Pull your dietary self-efficacy form, circle the barrier items, and pilot them with one client to see if she understands each question.

02At a glance

Intervention
not applicable
Design
other
Sample size
268
Population
neurotypical
Finding
not reported

03Original abstract

Lifestyle interventions commonly measure psychosocial beliefs as precursors to positive behavior change, but often overlook questionnaire validation. This can affect measurement accuracy if the survey has been developed for a different population, as differing behavioral influences may affect instrument validity. The present study aimed to explore psychometric properties of self-efficacy and outcome expectation scales-originally developed for younger children-in a population of female college freshmen (N = 268). Exploratory principal component analysis was used to investigate underlying data patterns and assess validity of previously published subscales. Composite scores for reliable subscales (Cronbach's α ≥ .70) were calculated to help characterize self-efficacy and outcome expectation beliefs in this population. The outcome expectation factor structure clearly comprised of positive (α = .81-.90) and negative outcomes (α = .63-.67).

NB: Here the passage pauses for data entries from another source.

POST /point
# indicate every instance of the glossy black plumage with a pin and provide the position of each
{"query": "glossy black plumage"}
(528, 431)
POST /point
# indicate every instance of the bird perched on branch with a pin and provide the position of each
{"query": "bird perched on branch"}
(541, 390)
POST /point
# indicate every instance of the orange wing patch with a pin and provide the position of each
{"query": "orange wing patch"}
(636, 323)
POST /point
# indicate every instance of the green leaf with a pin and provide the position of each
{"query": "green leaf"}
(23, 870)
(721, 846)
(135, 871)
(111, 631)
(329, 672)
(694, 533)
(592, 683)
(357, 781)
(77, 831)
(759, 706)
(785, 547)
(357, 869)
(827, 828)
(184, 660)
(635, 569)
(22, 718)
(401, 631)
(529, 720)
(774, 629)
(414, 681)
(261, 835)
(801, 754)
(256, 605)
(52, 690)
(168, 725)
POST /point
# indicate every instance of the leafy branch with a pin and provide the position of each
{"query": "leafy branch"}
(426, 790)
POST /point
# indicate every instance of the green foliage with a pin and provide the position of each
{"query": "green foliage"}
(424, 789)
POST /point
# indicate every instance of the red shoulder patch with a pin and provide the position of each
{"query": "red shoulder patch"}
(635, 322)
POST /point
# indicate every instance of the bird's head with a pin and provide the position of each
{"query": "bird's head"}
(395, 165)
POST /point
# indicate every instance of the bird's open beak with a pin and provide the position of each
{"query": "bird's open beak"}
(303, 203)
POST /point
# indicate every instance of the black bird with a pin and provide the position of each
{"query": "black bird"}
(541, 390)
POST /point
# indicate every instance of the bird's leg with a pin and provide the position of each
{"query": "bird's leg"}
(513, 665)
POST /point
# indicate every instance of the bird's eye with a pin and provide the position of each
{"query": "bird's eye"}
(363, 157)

The self-efficacy factor structure included themes of motivation and effort (α = .75-.94), but items pertaining to hunger and availability cross-loaded often. Based on cross-loading patterns and low Cronbach's alpha values, respectively, self-efficacy items regarding barriers to healthy eating and negative outcome expectation items should be refined to improve reliability. Composite scores suggested that eating healthfully was associated with positive outcomes, but self-efficacy to do so was lower. Thus, dietary interventions for college students may be more successful by including skill-building activities to enhance self-efficacy and increase the likelihood of behavior change.